Apologists like Ten Bears prove yet again the old axiom: IOKIYAR.
Caribou Barbie was shown to be a flagrant waster of taxpayer money in Alaska, a flagrant spender of Rushpubliscum donors' money for things like silk boxers for the "Worst Dude," an absolute zero as a parent, and an incompetent dolt as Governor who used her office to settle personal scores-and then ran away crying when the heat got turned up on her. But to her brain-dead worshipers, none of it matters; they have an excuse/apology for every truth that comes out on their wet dream.
JESS - I think you are onto something about being a righty, over-nighty sensation, they certainly seem to get all of the media attention. You must get elected to some government office i.e. local council or better, then be against it. Spend tax payers money like water and preach against waste, then quit half way through your term. The potential is enormous.
Doesn't anyone just hustle over the border anymore to score some herb? No standards. Hmph.
Lew: That link I used, about Biden and Israel, got "updated" by Yahoo.com, and now it's a totally different story. The original story was Biden reassuring Israel that we'll always be there for them, and together we'll stand tall against that big bad Iran.
JR: That was my point too, that Palin has pulled so many scams and been so 2-faced about everything, usually without getting called on it. Her trips to Canada for medical care might have been when she was a child (the story keeps getting "revised"), but still, her whole attitude just shrieks "I can get away with it, but you can't."
Holte: Yes, the potential is endless. So many dumb people to con, so little time...
Randal: Don't worry, there's still plenty of that too. B.C. Bud is all the rage in northern Washington.
Tee Luck, I could always go with the person that already has a published book, since that person knows what it takes. Just saying is all :) No offense meant to you Beach Bum, I am certain you would be great but....
Holte, I couldn't get elected dog catcher in my republican village. I am one of those godless, atheist LIBERALS and am well known at the city hall meetings. I would have to do a complete, whatever is spinning after 360, to be considered for anything here. I'm that one anti war protester at the traffic signal before you get into the mall that people threw things out the window at. That is the kind of person lives here.
Randal, we here in California don't need to venture outside of this beautiful state for nature's bounty. That is crazy talk right there, buy American dammit.
Palin's as healthy as it gets. The only treatment she needs is a half-gallon of prune juice a day.
Hey, she wouldn't have much time left for spouting nonsense.
SW: Ah, the old prune juice treatment. Theoretically, she wouldn't be able to spout out of both ends at the same time.
Prune juice therapy, right. But you'd go into the bathroom to see what had become of her, and all there would be left is her glasses lying on the tiles.

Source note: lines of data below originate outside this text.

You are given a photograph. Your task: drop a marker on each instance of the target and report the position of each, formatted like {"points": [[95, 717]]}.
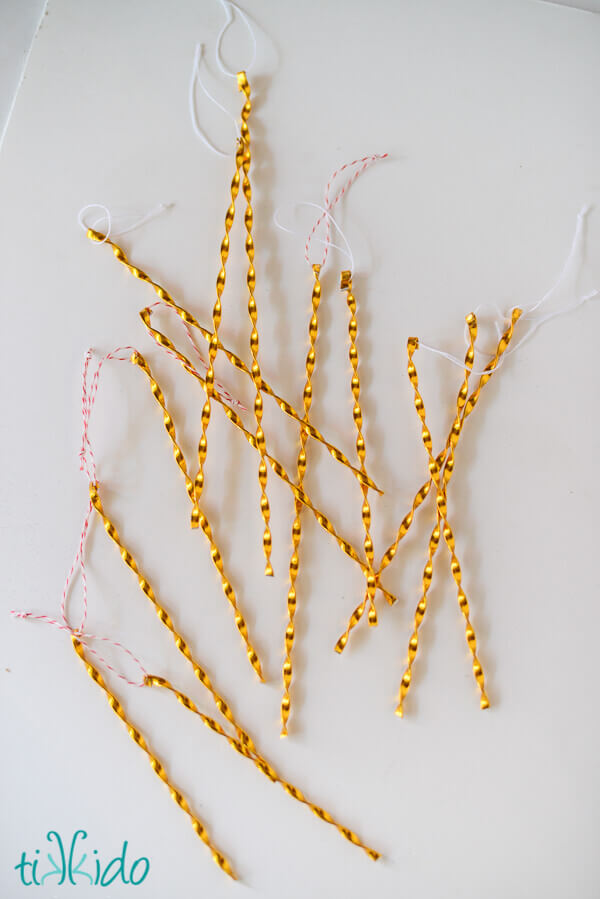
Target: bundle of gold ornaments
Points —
{"points": [[440, 468]]}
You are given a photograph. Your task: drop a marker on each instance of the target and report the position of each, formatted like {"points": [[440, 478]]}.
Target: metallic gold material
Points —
{"points": [[369, 599], [165, 618], [243, 743], [435, 473], [214, 342], [264, 766], [240, 623], [441, 479], [313, 330], [277, 467], [234, 360], [423, 490], [244, 86], [157, 765]]}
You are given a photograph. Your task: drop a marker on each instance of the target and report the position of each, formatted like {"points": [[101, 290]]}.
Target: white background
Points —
{"points": [[489, 112]]}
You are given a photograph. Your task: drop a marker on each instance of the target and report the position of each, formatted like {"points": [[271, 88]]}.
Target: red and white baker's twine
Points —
{"points": [[89, 389], [362, 163]]}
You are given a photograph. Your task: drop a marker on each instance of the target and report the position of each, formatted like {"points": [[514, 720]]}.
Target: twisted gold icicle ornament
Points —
{"points": [[464, 408], [313, 330], [266, 768], [243, 744], [165, 618], [157, 765], [369, 599], [234, 360], [200, 517], [434, 471], [214, 342], [423, 490], [277, 467], [244, 86]]}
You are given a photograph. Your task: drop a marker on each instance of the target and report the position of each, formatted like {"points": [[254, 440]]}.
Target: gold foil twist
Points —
{"points": [[157, 765], [243, 744], [464, 408], [277, 467], [369, 598], [240, 622], [214, 343], [234, 360], [423, 491], [313, 330], [266, 768], [244, 86], [165, 618]]}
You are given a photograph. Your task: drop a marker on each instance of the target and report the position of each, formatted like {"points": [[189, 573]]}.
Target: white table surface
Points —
{"points": [[489, 112]]}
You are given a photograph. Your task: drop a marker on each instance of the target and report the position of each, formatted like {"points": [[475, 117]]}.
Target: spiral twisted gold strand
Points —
{"points": [[157, 765], [265, 509], [346, 284], [267, 769], [434, 472], [214, 343], [165, 619], [234, 360], [277, 467], [462, 413], [423, 491], [313, 330], [200, 517]]}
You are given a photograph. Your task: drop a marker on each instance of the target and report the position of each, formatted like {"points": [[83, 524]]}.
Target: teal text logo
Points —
{"points": [[68, 862]]}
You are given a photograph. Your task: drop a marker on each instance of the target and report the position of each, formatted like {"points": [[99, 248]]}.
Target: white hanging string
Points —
{"points": [[228, 6], [346, 251], [109, 219], [197, 79], [576, 253]]}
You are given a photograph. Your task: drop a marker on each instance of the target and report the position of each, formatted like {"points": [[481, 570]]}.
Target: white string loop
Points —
{"points": [[228, 6], [196, 78], [576, 253], [109, 219]]}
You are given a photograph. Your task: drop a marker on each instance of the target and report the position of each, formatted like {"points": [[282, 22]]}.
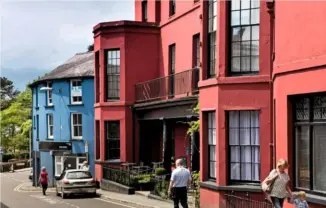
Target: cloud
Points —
{"points": [[43, 34]]}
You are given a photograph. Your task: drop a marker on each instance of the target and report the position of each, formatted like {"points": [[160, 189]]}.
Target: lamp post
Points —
{"points": [[86, 150]]}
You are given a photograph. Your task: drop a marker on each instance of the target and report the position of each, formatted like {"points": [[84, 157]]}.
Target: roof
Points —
{"points": [[80, 65]]}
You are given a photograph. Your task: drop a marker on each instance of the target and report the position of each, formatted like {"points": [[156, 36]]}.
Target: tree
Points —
{"points": [[90, 47], [16, 122], [7, 92], [194, 125]]}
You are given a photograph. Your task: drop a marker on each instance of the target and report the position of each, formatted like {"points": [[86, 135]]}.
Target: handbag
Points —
{"points": [[268, 187]]}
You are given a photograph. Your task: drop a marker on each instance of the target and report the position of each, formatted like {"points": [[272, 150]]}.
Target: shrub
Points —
{"points": [[160, 171], [196, 179]]}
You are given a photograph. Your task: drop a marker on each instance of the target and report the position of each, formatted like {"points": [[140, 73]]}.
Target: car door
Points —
{"points": [[60, 179]]}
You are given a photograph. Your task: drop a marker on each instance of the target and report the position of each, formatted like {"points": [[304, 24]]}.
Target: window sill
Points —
{"points": [[108, 161], [76, 104], [77, 139], [314, 199], [49, 106], [240, 188]]}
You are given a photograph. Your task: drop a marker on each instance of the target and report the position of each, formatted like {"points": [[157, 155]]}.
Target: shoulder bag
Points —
{"points": [[268, 187]]}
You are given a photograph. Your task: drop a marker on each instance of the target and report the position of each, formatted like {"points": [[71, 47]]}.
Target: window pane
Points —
{"points": [[245, 4], [236, 49], [234, 119], [255, 172], [235, 4], [255, 154], [245, 17], [302, 155], [246, 154], [212, 153], [246, 33], [235, 18], [255, 16], [236, 64], [235, 154], [236, 34], [245, 64], [255, 32], [246, 172], [235, 171], [302, 109], [212, 171], [233, 136], [254, 48], [319, 157], [245, 48]]}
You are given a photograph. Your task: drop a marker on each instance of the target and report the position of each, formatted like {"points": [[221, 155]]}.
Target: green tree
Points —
{"points": [[90, 47], [194, 125], [7, 92], [16, 123]]}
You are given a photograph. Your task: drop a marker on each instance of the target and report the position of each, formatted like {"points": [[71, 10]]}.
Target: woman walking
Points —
{"points": [[279, 180], [44, 179]]}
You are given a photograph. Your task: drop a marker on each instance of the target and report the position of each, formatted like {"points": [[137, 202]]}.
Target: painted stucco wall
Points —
{"points": [[61, 111]]}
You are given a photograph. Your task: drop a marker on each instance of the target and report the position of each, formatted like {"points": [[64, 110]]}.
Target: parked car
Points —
{"points": [[30, 176], [75, 182]]}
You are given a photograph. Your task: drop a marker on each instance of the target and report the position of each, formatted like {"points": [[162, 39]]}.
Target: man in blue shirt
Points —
{"points": [[180, 179]]}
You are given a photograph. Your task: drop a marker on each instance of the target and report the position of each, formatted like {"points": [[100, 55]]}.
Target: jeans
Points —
{"points": [[277, 202], [44, 187], [180, 195]]}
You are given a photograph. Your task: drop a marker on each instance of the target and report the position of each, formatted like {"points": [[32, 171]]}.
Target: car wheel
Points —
{"points": [[63, 195]]}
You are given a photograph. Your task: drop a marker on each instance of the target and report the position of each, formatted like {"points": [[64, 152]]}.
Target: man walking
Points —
{"points": [[180, 179]]}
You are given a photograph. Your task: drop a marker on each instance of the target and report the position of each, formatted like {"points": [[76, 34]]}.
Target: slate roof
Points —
{"points": [[80, 65]]}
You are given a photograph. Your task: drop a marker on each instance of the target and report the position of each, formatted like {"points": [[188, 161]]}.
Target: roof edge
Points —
{"points": [[56, 79], [124, 23]]}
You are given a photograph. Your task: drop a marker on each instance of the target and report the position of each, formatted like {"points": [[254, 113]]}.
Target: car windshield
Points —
{"points": [[79, 175]]}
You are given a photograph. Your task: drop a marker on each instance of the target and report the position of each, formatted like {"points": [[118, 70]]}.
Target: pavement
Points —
{"points": [[17, 191]]}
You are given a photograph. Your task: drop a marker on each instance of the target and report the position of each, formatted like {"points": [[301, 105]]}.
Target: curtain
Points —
{"points": [[244, 145]]}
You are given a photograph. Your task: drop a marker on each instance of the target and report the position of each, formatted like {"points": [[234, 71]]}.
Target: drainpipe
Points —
{"points": [[271, 10], [133, 133]]}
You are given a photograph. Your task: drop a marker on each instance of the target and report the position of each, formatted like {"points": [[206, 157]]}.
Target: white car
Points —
{"points": [[75, 182]]}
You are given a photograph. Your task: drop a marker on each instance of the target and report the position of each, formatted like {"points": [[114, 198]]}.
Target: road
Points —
{"points": [[11, 196]]}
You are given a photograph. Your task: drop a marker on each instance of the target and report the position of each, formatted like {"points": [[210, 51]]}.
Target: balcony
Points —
{"points": [[181, 84]]}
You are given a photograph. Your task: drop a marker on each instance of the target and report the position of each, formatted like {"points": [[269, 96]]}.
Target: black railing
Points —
{"points": [[182, 83], [118, 176], [233, 201]]}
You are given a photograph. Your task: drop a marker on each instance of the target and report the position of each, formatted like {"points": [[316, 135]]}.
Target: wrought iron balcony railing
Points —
{"points": [[182, 83]]}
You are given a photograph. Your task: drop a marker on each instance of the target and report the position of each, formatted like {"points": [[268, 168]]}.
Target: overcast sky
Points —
{"points": [[36, 36]]}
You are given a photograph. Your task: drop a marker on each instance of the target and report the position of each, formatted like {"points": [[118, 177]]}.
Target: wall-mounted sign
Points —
{"points": [[76, 91], [56, 146]]}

Boo-hoo.
It really seriously needs to come to everyone's attention that Miss Caribou only objects to "Socialism" (or anything else, for that matter) if it isn't about HER. And this is a person that some see as a great hope for the future? I don't get it, and that's the truth.

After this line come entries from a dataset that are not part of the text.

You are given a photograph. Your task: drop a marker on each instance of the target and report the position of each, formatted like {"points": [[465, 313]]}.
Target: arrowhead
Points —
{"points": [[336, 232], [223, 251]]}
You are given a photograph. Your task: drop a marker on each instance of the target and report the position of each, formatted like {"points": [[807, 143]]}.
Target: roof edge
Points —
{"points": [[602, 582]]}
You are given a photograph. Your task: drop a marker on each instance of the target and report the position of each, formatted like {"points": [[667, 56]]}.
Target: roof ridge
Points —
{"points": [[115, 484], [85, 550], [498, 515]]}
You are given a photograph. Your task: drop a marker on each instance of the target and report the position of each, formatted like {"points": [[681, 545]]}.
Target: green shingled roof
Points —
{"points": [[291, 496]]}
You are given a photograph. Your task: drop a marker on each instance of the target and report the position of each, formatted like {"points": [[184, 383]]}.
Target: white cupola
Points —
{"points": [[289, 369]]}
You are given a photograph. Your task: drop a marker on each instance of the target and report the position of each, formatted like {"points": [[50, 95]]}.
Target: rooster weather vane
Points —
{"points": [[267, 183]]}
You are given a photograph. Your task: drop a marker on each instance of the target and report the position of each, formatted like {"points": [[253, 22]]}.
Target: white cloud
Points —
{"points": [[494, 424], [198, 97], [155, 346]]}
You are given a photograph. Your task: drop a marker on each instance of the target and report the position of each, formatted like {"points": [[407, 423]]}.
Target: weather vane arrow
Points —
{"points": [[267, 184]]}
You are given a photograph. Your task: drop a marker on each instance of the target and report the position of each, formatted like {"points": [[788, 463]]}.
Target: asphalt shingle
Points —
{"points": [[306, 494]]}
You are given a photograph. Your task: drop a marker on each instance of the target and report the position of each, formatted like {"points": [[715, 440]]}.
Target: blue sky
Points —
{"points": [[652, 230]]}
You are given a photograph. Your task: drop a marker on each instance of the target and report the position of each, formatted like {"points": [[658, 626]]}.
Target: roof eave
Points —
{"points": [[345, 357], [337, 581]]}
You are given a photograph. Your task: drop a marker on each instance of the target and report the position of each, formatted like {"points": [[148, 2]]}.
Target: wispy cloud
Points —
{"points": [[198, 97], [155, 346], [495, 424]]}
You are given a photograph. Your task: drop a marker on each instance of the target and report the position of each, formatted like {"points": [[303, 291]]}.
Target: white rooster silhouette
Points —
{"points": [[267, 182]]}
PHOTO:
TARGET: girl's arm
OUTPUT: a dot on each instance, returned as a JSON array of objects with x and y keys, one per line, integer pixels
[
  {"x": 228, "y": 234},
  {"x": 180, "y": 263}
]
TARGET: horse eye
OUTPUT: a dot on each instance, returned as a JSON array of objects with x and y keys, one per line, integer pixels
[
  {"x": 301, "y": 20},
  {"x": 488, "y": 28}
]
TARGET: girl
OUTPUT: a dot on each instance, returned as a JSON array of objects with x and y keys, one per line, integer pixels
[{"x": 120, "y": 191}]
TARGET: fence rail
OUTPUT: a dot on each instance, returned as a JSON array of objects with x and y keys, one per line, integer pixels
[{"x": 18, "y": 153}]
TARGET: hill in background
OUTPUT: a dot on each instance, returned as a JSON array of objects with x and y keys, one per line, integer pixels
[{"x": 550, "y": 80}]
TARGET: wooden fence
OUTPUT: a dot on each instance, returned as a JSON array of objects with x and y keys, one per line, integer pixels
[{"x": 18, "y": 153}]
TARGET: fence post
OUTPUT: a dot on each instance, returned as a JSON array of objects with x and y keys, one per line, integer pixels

SM: Nothing left but her glasses lying on the tiles -- LOL.
If she's our "hope" for the future, then I want the Rapture to hurry up and get here.
I'm kindof hoping that the Rapture takes ALL fundamentalists off of Earth. Then we could have real peace and prosperity! Won't they be surprised, looking down from their clouds, to see us all doing well here because no one is as trigger-happy, dishonest, and selfish as a Fundamentalist.

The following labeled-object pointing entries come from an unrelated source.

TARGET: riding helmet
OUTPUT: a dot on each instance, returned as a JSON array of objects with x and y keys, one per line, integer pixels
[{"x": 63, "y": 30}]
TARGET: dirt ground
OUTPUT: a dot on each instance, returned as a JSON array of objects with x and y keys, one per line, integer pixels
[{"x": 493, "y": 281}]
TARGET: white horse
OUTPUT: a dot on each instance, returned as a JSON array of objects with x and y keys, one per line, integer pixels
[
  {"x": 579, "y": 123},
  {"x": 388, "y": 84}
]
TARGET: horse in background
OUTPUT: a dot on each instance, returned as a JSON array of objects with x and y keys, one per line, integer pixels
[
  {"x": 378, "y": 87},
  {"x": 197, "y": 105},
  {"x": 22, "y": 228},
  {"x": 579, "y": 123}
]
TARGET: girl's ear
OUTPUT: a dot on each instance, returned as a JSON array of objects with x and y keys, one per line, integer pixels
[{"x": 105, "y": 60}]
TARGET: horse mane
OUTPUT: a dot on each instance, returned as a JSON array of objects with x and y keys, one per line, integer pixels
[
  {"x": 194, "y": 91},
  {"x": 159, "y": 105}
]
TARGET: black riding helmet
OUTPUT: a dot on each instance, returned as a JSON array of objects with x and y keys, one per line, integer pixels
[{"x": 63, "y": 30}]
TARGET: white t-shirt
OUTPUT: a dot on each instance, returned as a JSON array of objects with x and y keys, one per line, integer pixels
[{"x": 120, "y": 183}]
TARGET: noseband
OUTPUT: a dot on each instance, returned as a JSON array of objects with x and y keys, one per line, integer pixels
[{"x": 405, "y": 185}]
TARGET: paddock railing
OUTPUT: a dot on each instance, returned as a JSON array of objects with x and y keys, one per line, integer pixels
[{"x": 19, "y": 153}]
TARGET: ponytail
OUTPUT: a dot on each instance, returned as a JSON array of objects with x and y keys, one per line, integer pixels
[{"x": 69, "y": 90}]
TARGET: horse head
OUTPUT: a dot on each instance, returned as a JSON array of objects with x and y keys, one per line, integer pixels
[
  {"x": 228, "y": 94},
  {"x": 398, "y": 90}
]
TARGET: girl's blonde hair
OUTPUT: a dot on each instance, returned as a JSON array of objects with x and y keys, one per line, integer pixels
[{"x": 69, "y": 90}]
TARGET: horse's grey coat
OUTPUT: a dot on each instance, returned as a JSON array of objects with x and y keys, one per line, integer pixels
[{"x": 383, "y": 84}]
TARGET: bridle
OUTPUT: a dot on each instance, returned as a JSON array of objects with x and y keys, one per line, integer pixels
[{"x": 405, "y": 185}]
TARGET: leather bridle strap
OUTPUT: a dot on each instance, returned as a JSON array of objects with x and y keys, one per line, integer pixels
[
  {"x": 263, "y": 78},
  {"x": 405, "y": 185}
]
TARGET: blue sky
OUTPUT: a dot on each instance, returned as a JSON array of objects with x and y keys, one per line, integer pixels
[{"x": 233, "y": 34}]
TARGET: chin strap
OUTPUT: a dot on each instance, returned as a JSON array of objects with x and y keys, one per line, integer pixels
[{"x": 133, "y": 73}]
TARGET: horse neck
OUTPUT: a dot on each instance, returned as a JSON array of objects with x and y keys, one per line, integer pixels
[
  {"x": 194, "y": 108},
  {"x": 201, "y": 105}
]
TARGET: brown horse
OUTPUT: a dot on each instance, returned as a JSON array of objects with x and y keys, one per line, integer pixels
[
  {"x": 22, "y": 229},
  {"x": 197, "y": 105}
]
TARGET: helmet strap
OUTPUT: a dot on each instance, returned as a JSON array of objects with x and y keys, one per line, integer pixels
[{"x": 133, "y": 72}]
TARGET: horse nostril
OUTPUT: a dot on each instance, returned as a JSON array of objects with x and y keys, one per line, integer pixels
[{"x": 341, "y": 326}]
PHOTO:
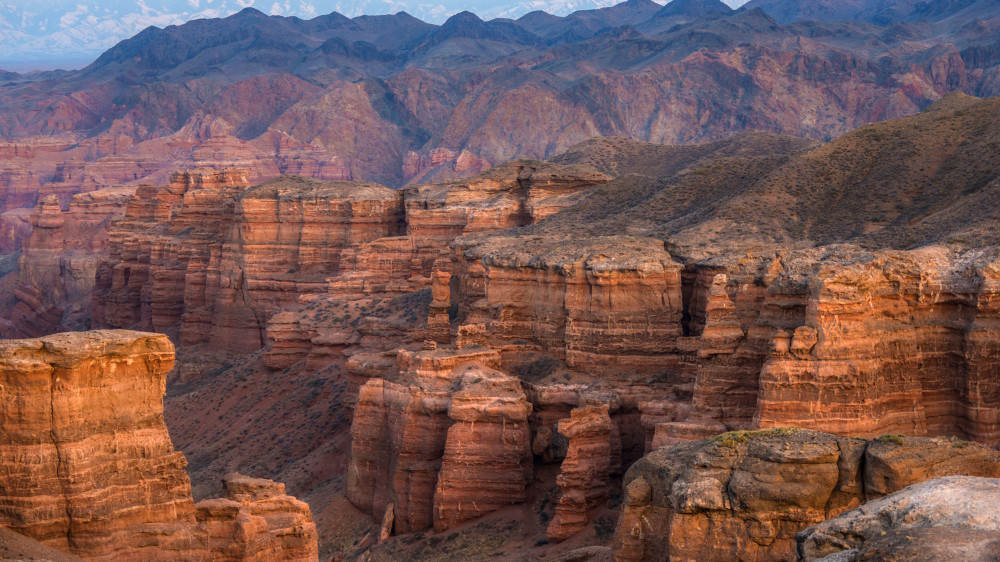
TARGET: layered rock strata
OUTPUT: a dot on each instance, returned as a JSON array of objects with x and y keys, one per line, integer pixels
[
  {"x": 256, "y": 520},
  {"x": 210, "y": 259},
  {"x": 606, "y": 306},
  {"x": 744, "y": 495},
  {"x": 91, "y": 470},
  {"x": 447, "y": 443},
  {"x": 836, "y": 339},
  {"x": 953, "y": 518},
  {"x": 584, "y": 474},
  {"x": 58, "y": 262}
]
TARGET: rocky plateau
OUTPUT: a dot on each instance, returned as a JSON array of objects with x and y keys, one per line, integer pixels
[{"x": 641, "y": 283}]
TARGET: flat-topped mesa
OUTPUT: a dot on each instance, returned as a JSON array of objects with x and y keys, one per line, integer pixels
[
  {"x": 256, "y": 520},
  {"x": 447, "y": 443},
  {"x": 512, "y": 194},
  {"x": 210, "y": 259},
  {"x": 89, "y": 467},
  {"x": 745, "y": 495},
  {"x": 610, "y": 305},
  {"x": 59, "y": 261}
]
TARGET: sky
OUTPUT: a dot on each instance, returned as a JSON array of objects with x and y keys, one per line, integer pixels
[{"x": 48, "y": 34}]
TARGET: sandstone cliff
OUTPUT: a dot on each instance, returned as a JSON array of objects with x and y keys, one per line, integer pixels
[
  {"x": 447, "y": 443},
  {"x": 208, "y": 258},
  {"x": 58, "y": 263},
  {"x": 744, "y": 496},
  {"x": 91, "y": 470}
]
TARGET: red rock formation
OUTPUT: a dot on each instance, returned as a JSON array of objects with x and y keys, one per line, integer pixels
[
  {"x": 59, "y": 262},
  {"x": 89, "y": 466},
  {"x": 208, "y": 260},
  {"x": 91, "y": 470},
  {"x": 486, "y": 462},
  {"x": 448, "y": 443},
  {"x": 225, "y": 257},
  {"x": 742, "y": 496},
  {"x": 584, "y": 474},
  {"x": 608, "y": 306},
  {"x": 257, "y": 521}
]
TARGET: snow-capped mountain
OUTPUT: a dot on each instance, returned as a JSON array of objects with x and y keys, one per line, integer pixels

kimc: And on top of all that, the rest of us could have their stuff.
We all need to stop even mentioning Sarahs name. All it does is create a revenue stream for her.
I think we all know she is just not a very intellegent women. Or is she? She is making millions because this very conversation.
Stop it!
But she makes such good fodder for satire. But you're right; she's laughing all the way to the bank.